Original SCOWL and its Artifacts
The original SCOWL (SCOWLv1) was a compilation of the information in the database into a set of simple word lists that can be combined to create speller dictionaries of various sizes and dialects (American, British (both -ise and -ize), Canadian and Australian).
SCOWLv2 instead combines all that information into a single text file and SQLite3 database.
This page contains information on SCOWLv1 and the artifacts from it.
Historic releases are available on SourceForge.net at https://sourceforge.net/projects/wordlist/files/.
Original SCOWL
SCOWL (Spell Checker Oriented Word Lists) and Friends is a database of information on English words useful for creating high-quality word lists suitable for use in spell checkers of most dialects of English. The database primary contains information on how common a word is, differences in spelling between the dialects if English, spelling variant information, and (basic) part-of-speech and inflection information.

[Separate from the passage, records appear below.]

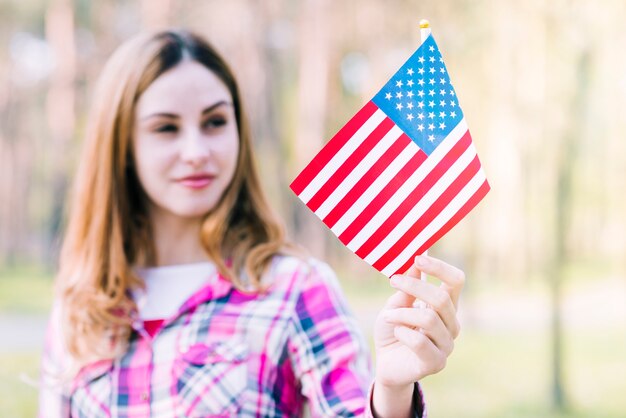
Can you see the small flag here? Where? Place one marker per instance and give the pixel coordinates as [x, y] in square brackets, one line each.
[402, 172]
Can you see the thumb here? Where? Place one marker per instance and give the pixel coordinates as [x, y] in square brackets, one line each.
[400, 300]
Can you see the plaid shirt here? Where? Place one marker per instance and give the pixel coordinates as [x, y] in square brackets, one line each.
[230, 353]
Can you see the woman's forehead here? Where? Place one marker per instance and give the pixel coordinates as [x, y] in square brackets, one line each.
[187, 87]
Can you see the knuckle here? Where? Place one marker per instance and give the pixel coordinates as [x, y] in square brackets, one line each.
[430, 318]
[441, 299]
[460, 277]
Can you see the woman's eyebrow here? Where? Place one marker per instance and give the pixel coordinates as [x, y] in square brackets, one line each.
[175, 116]
[216, 105]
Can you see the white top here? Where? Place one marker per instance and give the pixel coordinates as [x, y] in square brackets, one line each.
[168, 287]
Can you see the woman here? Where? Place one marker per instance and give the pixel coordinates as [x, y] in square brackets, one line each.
[177, 294]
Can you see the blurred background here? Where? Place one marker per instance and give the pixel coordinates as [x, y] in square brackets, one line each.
[542, 85]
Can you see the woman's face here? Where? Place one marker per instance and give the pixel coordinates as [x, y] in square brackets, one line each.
[185, 140]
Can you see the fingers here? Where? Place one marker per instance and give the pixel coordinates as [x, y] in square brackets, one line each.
[437, 297]
[452, 278]
[426, 320]
[420, 343]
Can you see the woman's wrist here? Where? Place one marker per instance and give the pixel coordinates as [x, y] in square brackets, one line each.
[392, 401]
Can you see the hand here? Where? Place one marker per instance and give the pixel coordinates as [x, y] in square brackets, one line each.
[414, 342]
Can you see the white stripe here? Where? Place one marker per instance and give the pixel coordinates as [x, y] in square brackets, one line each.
[340, 157]
[453, 207]
[372, 191]
[422, 206]
[365, 164]
[409, 185]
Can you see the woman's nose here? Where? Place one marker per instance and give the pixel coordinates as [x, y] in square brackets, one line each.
[195, 150]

SCOWL itself is a compilation of the information in the database into a set of simple word lists that can be combined to create speller dictionaries of various sizes and dialects (American, British (both -ise and -ize), Canadian and Australian).
View readme. Download Version 2020.12.07 as: tar.gz (Unix EOL), zip (DOS/Windows EOL). Get source.
VarCon
VarCon (Variant Conversion Info) is a database to convert between American, British (both “ise” and “ize” spellings), Canadian and Australian spellings and vocabulary as well as well as a table listing the equivalent forms of other variants.

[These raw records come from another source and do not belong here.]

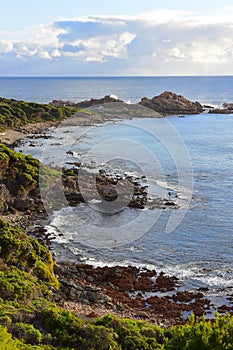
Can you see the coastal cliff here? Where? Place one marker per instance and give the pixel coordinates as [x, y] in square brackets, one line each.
[46, 304]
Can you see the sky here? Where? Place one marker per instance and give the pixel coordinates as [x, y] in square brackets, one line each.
[124, 37]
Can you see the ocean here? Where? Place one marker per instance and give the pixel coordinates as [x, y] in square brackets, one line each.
[192, 154]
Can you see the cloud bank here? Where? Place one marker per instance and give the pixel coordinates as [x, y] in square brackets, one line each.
[160, 43]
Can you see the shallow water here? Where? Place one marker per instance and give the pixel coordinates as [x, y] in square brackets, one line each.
[199, 249]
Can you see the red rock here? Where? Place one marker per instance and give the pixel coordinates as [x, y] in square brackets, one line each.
[169, 103]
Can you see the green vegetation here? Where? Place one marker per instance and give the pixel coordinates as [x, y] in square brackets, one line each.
[29, 318]
[15, 113]
[17, 171]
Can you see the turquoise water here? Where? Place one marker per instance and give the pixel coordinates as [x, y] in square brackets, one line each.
[214, 90]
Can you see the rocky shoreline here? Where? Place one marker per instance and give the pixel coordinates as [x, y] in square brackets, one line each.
[130, 292]
[124, 291]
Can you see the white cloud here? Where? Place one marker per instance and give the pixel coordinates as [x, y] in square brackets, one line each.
[6, 46]
[163, 42]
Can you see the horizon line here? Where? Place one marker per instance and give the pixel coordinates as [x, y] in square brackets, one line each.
[115, 76]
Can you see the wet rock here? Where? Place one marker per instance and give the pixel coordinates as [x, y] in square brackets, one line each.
[166, 283]
[86, 103]
[4, 198]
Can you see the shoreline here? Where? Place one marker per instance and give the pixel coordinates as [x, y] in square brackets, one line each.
[82, 287]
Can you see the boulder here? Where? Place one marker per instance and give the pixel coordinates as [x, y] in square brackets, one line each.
[169, 103]
[4, 198]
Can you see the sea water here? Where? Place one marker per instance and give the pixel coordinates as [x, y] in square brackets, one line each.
[199, 249]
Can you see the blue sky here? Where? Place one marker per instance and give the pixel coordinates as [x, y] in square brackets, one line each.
[116, 38]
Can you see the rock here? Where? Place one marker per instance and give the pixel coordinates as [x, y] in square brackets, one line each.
[23, 203]
[169, 103]
[165, 283]
[4, 198]
[86, 103]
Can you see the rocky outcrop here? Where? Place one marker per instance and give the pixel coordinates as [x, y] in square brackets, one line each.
[128, 291]
[169, 103]
[86, 103]
[227, 109]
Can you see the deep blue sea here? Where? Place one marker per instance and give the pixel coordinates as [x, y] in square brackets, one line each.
[213, 90]
[175, 153]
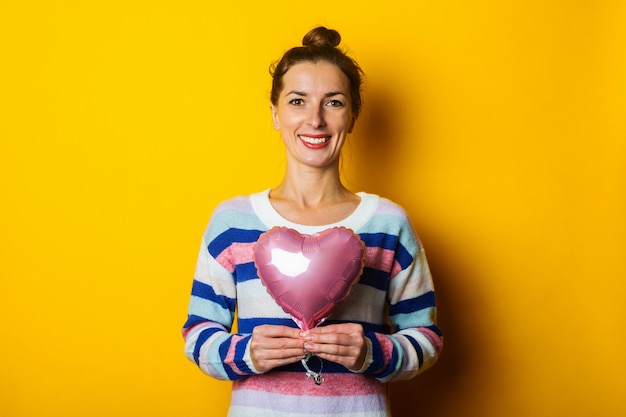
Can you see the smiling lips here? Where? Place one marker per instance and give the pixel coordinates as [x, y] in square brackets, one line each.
[315, 141]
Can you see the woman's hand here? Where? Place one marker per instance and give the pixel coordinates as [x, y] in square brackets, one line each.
[272, 346]
[340, 343]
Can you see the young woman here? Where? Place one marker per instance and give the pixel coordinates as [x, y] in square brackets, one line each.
[385, 330]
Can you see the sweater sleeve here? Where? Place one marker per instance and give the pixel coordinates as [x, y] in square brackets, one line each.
[416, 340]
[207, 332]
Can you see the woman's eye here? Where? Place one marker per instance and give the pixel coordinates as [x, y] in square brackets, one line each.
[335, 103]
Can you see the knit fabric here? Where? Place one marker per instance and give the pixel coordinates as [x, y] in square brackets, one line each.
[394, 301]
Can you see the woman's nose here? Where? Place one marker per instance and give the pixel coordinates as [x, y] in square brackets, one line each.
[316, 117]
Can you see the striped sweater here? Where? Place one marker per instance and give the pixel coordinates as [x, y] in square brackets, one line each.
[394, 301]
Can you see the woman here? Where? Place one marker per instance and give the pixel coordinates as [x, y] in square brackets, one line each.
[385, 330]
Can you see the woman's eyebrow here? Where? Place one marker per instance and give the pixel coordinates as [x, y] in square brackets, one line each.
[330, 94]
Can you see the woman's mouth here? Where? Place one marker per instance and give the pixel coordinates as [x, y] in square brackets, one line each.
[315, 141]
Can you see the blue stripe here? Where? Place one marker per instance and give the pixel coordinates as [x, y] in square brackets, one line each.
[412, 305]
[247, 325]
[380, 240]
[375, 278]
[388, 242]
[206, 292]
[436, 330]
[240, 351]
[377, 353]
[245, 272]
[192, 320]
[223, 350]
[418, 350]
[230, 236]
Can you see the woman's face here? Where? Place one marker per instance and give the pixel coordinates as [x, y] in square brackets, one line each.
[313, 113]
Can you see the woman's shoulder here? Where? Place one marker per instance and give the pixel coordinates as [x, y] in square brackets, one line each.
[234, 209]
[385, 206]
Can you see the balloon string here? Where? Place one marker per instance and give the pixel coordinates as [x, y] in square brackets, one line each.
[315, 376]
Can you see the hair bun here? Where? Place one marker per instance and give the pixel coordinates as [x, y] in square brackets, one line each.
[322, 37]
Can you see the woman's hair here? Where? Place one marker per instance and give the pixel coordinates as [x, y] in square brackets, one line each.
[320, 44]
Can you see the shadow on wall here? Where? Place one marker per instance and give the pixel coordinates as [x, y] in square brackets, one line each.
[445, 388]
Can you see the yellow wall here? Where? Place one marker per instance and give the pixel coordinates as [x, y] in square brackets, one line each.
[498, 125]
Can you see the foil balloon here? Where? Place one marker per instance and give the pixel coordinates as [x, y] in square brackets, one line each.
[308, 275]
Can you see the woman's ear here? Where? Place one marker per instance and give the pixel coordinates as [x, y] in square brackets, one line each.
[275, 117]
[352, 122]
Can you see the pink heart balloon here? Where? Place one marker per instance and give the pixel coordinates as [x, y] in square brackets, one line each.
[308, 275]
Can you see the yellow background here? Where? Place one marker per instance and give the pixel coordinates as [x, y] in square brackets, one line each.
[498, 125]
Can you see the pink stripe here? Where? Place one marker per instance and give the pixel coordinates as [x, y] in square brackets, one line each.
[434, 338]
[379, 258]
[387, 347]
[237, 253]
[295, 383]
[230, 357]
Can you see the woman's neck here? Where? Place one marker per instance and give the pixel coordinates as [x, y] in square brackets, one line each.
[313, 198]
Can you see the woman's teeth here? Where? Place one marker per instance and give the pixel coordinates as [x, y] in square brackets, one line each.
[314, 141]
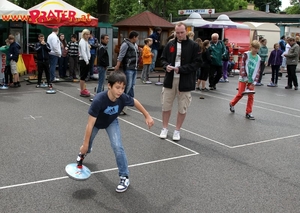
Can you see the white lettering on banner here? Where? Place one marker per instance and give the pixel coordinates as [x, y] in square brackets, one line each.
[3, 62]
[200, 11]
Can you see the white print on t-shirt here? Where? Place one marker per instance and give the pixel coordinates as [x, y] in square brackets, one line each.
[112, 110]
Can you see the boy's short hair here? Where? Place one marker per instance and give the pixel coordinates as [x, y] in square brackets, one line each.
[255, 44]
[74, 36]
[116, 76]
[146, 40]
[291, 39]
[103, 36]
[11, 37]
[133, 34]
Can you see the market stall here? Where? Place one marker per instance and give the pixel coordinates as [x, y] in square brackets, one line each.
[57, 13]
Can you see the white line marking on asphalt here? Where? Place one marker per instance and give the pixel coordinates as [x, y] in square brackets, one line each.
[95, 172]
[204, 137]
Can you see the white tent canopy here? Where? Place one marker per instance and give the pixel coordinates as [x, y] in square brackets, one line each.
[8, 8]
[269, 31]
[223, 21]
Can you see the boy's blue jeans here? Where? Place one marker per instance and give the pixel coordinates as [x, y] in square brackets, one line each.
[53, 62]
[114, 134]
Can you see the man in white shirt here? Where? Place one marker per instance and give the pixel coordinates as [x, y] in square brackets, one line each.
[55, 52]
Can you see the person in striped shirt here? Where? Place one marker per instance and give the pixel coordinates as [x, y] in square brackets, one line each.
[73, 56]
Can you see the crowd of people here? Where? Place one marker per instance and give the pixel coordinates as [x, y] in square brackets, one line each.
[188, 64]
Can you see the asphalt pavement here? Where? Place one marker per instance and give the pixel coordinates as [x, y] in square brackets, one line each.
[223, 162]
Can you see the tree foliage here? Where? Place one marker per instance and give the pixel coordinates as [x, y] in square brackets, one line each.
[294, 9]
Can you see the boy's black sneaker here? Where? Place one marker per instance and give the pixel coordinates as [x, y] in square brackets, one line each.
[123, 185]
[250, 116]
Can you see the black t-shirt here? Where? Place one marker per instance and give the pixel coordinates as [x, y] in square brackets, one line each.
[105, 110]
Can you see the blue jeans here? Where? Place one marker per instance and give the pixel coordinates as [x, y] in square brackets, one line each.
[53, 59]
[152, 66]
[101, 79]
[91, 63]
[62, 66]
[114, 134]
[131, 78]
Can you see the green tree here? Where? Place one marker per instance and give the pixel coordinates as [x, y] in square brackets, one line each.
[273, 6]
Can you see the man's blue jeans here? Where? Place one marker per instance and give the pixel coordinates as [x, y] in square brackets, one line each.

readme, tar.gz, zip (2020.12.07) source
VarCon is no longer being maintained. Variant information from VarCon is now part of SCOWL.
AGID
AGID is an Automatically Generated Inflection Database from an insanely large word list. My goal is for the non-questionable entries to be 100% accurate.
readme, tar.gz, zip (2016.01.19) source
AGID is no longer being mainatined.
Unofficial Jargon File Word Lists
The Unofficial Jargon File Word Lists is a collection of useful Word Lists created from the Jargon file.
Part Of Speech Database
The Part Of Speech Database is a combination of “Moby (tm) Part-of-Speech II” and the WordNet database.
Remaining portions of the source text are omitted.